Finding Our Father and Loving Our Mother: How Humility Can Contribute to an Understanding of Ecological Theology (pt. 4)

January 31, 2018

In the 20th Century thinkers such as Simone Weil and Iris Murdoch developed philosophies influenced by Platonism and a non-theistic religiousness, again emphasizing the distorting effects of pride and the need for humility to receive truth. I came to know their writings through the teaching of Diogenes Allen, former professor at Princeton Theological Seminary, and it is his development of this line of thought that I find particularly helpful regarding development of a Christian response to the anti-environmentalist theology of the Christian Reconstructionists. In the book Finding Our Father, Allen sets out to distinguish the religious perspective versus the more immediate, default standpoint, or the “moral self” versus the “de facto self.”[1] The de facto self is the place we all start. From infancy, we are aware of our needs and strive to meet them, at first instinctively and later with more deliberation. The world as we perceive it centers on ourselves, quite literally as far as perception goes, as well as psychologically; the world is made up of objects of desire, of obstacles and tools. Later we may rationally conclude that there are other persons beside ourselves, but we still tend to think of them as they relate to our own needs: friends or foes, lovers and beloved, strangers or acquaintances, foreigners versus neighbors. We may rationally know that this is not an accurate picture of the universe, that in fact we are but momentary atoms in a very large cosmos, but that is not what we experience most of the time. Normally, and naturally, we experience ourselves and our own needs most strongly.

Despite the rarity of an experience of the independence of reality, Allen does believe it is possible. He describes it first as it is depicted in Iris Murdoch’s novel The Unicorn, where an extremely self-centered young man, facing inevitable death, finally lets go of his egoism and senses the beauty of all things. This, Allen says, is “perfect love” of the world. The young man realizes that his whole life, people and things have been around him that were wonderful in themselves, regardless of how or whether they affected him at all. Allen writes:


This experience of love is something that happened to him; he did not seek it, prepare for it, or apparently even know that such an experience was possible. The novelist stresses that it occurred “quite automatically.”… This nearnesss of death enabled him to become full of the presence of other sthings and to lack self-consciousness because by its nearness he became aware that he had no power or control over them. He will die and cease to have power over anything, and yet other things will continue to be.
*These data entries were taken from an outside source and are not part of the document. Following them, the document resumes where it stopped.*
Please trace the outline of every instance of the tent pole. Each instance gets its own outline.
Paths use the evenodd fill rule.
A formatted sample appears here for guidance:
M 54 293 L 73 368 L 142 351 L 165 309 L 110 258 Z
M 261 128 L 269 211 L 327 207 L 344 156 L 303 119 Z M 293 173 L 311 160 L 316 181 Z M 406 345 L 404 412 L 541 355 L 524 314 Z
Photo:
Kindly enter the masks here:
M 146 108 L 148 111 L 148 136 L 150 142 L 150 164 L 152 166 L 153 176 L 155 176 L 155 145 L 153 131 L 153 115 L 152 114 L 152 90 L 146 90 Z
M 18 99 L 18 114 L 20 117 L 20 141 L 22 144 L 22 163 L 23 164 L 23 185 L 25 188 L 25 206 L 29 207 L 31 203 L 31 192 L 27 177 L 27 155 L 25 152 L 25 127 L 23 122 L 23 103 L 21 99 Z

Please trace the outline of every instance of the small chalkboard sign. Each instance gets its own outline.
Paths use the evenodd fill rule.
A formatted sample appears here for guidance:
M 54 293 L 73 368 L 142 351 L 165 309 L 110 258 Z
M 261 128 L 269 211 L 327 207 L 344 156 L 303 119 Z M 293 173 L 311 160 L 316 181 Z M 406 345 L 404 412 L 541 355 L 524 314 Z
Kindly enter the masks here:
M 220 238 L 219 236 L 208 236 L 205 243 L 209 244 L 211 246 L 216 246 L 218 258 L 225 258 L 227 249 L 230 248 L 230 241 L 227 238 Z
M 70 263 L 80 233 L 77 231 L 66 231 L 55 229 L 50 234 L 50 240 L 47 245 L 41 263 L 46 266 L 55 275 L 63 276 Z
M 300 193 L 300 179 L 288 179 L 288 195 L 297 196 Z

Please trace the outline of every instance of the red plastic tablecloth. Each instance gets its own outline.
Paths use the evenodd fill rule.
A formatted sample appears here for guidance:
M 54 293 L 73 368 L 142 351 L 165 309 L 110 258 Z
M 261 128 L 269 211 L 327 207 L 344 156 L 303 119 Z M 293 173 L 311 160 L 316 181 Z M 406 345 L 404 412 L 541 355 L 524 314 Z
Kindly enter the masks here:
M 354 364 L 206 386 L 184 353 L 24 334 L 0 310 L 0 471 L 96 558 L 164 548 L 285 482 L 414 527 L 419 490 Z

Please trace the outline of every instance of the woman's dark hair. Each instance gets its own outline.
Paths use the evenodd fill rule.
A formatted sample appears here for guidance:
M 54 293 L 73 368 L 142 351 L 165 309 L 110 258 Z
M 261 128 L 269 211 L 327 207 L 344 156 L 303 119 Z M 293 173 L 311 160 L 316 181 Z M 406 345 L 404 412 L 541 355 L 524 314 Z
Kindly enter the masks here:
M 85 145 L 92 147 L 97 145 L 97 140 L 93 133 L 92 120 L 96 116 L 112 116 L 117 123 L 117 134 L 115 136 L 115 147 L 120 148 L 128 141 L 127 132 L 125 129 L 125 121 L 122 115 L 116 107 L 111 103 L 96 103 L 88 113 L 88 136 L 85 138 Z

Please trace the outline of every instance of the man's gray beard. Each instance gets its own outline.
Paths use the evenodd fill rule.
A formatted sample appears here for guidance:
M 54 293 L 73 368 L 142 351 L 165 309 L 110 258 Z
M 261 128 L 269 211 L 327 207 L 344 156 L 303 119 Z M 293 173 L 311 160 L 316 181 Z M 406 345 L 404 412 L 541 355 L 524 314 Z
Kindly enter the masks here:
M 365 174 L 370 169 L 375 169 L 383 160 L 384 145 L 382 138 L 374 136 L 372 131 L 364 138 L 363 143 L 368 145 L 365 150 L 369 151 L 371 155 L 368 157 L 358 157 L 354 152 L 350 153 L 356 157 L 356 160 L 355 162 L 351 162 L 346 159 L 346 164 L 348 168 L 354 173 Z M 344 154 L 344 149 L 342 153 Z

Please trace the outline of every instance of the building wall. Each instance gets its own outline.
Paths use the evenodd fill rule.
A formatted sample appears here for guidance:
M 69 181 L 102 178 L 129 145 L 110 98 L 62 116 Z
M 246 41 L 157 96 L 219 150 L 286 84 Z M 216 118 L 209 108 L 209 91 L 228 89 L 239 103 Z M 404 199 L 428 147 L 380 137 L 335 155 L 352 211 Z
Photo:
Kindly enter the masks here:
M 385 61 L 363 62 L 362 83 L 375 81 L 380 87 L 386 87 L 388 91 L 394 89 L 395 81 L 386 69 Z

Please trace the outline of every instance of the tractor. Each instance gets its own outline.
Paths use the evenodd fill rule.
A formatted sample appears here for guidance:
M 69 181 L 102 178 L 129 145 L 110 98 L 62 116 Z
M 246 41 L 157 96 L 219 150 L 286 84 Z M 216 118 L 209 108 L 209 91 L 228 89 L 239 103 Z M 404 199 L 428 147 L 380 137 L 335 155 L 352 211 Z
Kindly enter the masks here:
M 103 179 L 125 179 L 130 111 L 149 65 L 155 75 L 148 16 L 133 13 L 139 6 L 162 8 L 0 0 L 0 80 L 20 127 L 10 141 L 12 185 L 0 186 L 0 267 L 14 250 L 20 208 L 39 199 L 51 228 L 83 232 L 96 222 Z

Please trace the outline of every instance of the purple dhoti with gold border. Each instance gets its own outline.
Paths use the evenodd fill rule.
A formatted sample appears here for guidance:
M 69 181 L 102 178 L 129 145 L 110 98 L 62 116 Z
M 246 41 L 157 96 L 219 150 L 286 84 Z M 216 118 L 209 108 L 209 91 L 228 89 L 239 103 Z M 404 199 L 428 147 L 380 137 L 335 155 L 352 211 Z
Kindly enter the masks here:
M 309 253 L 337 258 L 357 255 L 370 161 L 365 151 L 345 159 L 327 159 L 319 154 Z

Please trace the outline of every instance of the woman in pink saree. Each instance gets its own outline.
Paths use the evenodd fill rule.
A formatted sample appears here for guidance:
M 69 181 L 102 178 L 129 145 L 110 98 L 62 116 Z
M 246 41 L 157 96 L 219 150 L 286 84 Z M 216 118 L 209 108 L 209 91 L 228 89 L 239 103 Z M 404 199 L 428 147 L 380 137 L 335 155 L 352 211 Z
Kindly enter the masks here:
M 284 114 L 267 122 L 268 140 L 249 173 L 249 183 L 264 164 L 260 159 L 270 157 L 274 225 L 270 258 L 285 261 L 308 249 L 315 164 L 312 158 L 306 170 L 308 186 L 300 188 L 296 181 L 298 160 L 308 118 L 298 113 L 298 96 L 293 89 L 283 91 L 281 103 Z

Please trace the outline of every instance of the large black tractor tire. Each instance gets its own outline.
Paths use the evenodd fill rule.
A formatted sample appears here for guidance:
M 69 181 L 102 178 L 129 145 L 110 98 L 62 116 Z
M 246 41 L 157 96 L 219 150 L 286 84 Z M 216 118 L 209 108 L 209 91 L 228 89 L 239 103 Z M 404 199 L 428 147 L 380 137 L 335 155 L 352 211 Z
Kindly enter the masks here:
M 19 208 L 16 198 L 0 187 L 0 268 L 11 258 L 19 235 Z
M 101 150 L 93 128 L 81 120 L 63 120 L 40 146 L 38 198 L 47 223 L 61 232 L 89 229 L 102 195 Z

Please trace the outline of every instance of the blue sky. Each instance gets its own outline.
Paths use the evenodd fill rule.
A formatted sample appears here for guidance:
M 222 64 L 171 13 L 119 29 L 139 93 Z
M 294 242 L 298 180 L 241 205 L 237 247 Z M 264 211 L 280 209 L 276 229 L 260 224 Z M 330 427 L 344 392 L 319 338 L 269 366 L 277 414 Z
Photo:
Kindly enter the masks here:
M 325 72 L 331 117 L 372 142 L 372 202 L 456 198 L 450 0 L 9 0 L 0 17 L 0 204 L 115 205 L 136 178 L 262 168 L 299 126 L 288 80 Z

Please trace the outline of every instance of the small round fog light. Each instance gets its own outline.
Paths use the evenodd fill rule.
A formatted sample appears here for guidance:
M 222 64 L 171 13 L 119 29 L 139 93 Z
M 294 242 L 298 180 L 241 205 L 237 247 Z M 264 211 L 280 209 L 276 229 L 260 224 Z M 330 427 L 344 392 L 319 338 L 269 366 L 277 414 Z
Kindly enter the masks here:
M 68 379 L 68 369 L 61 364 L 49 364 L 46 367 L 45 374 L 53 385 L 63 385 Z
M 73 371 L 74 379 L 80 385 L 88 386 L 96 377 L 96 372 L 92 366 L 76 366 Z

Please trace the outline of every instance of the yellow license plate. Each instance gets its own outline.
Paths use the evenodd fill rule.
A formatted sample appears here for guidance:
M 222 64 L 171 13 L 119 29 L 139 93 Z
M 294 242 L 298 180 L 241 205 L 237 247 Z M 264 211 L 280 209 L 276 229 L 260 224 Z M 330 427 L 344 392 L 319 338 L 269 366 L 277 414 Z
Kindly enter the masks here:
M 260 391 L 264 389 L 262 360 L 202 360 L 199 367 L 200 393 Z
They thus become recognized as realities because they are independent, utterly independent of himself. This is the death of the self as the one reality, the only reality one recognizes, with all else subordinate, orbiting about oneself, having significance and value assigned unrealistically because assigned primarily in terms of its relation to oneself.

It is the withdrawal of power or control, then, which is fundamental to a recognition of the independence of things, and with their independence, they can confront him with a compelling, beauteous radiance.[2]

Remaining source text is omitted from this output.